An aide to the Japanese prime minister returned home from a controversial trip to North Korea yesterday, reportedly saying he had demanded Pyongyang’s act swiftly on its kidnapping of Japanese nationals.
Isao Iijima, a senior adviser to Japanese Prime Minister Shinzo Abe, said he told senior North Korean officials that Tokyo wanted Japanese civilians kidnapped by North Korean agents in the 1970s and 1980s to be immediately returned, according to Jiji Press, without citing sources.
Iijima also said — when reporting back to Japanese Chief Cabinet Secretary Yoshihide Suga at a Tokyo hotel — that he demanded Pyongyang come clean on the truth about the abduction, and for it to hand over those responsible for the kidnappings, Jiji said.
Iijima’s trip fueled speculation that the North may be trying to thaw icy relations with Japan at a time when ties with the US and South Korea have gone into deep freeze after nuclear and missile tests.
South Korea dubbed the trip “unhelpful” to international efforts to forge a united front against Pyongyang, while the US expressed its surprise.
The US, along with its two Asian allies, has increased pressure on Pyongyang to drop its nuclear ambitions and to join the international community.
The North’s state media this week showed footage of Iijima holding talks on Thursday with Kim Yong-nam, North’s Korea’s ceremonial head of state, according to NHK and other Japanese media.

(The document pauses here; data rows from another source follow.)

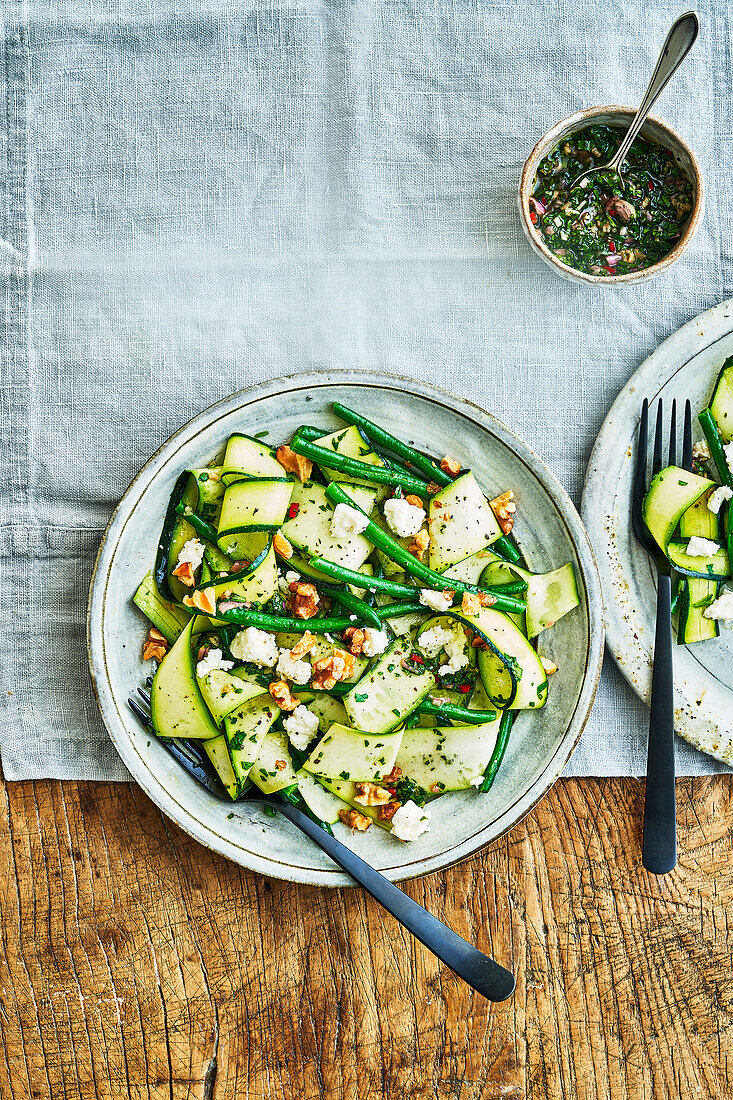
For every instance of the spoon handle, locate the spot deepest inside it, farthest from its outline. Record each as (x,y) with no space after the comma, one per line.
(478,970)
(677,46)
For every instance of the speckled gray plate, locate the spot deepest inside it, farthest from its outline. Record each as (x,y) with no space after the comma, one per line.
(685,365)
(550,532)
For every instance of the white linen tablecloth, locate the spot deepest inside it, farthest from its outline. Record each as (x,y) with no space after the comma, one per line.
(203,195)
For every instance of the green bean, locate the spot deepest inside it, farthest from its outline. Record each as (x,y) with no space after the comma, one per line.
(293,795)
(200,526)
(500,749)
(461,713)
(506,548)
(412,564)
(242,615)
(354,468)
(503,602)
(715,444)
(353,604)
(376,435)
(509,589)
(369,583)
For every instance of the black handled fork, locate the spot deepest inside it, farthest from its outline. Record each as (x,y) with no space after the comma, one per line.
(480,971)
(659,844)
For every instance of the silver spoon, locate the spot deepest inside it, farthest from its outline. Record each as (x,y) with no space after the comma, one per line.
(677,46)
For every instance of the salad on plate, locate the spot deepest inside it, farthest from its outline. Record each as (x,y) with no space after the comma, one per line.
(348,622)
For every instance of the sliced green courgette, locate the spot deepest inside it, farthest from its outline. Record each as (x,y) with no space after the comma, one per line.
(353,755)
(673,491)
(447,758)
(309,528)
(696,594)
(223,692)
(247,458)
(254,584)
(251,510)
(165,617)
(273,769)
(247,728)
(176,532)
(460,523)
(721,405)
(177,706)
(390,691)
(700,520)
(511,671)
(217,750)
(321,802)
(715,567)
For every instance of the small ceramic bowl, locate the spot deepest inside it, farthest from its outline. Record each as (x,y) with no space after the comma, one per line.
(654,129)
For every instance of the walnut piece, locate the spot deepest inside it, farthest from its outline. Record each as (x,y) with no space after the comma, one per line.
(282,546)
(354,820)
(419,543)
(503,508)
(306,645)
(303,600)
(387,812)
(370,794)
(281,692)
(155,647)
(294,463)
(185,573)
(354,639)
(330,670)
(392,778)
(450,466)
(204,601)
(470,603)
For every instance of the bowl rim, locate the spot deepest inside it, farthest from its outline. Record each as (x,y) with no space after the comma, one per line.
(581,119)
(112,715)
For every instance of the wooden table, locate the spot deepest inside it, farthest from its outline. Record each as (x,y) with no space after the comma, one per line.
(138,964)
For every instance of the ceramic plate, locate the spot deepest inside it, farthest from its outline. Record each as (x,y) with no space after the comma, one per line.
(685,365)
(549,530)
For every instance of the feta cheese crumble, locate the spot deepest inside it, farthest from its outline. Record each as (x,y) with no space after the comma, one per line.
(409,822)
(347,521)
(436,601)
(255,647)
(302,726)
(721,608)
(212,660)
(701,548)
(375,641)
(435,639)
(192,551)
(291,668)
(404,519)
(717,497)
(457,657)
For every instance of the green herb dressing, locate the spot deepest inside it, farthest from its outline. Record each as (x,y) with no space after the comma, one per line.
(605,227)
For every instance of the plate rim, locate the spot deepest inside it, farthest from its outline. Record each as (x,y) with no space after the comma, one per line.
(482,420)
(659,367)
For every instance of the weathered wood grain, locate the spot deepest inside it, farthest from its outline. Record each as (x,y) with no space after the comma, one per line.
(137,964)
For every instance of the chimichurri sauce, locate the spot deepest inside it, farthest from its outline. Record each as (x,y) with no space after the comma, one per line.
(605,227)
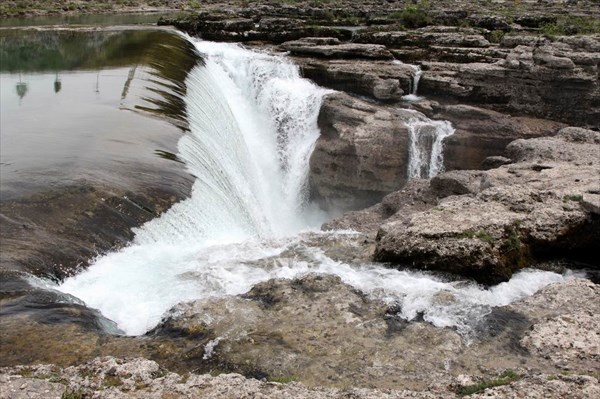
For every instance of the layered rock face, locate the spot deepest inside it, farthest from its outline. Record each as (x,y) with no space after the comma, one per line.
(319,329)
(491,223)
(362,152)
(472,55)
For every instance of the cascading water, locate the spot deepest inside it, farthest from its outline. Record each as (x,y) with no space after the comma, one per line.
(252,126)
(414,87)
(426,157)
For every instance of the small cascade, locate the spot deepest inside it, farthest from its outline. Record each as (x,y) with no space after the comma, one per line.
(426,158)
(414,86)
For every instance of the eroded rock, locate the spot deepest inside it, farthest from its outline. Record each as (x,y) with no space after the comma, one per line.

Iijima was a senior aide to former Japanese prime minister Junichiro Koizumi, and is known to have played a role in organizing his trips to Pyongyang in 2002 and 2004 for talks with then-North Korean leader Kim Jong-il.
Abe accompanied Koizumi on the 2002 visit.
When Koizumi visited Pyongyang in 2002, North Korea admitted its agents kidnapped Japanese nationals in the 1970s and 1980s to train spies in Japanese language and customs.
Some of those snatched were allowed to return to Japan along with children who were born in the North, but Pyongyang said the rest of them had died.
However, many in Japan believe the North is still holding some and Pyongyang’s perceived refusal to come clean has derailed efforts to normalize ties.
Abe told reporters yesterday that “the abduction issue is what has to be resolved under the Abe administration. My mission won’t be completed unless all the victims return to their families who would give them big hugs,” Jiji Press said.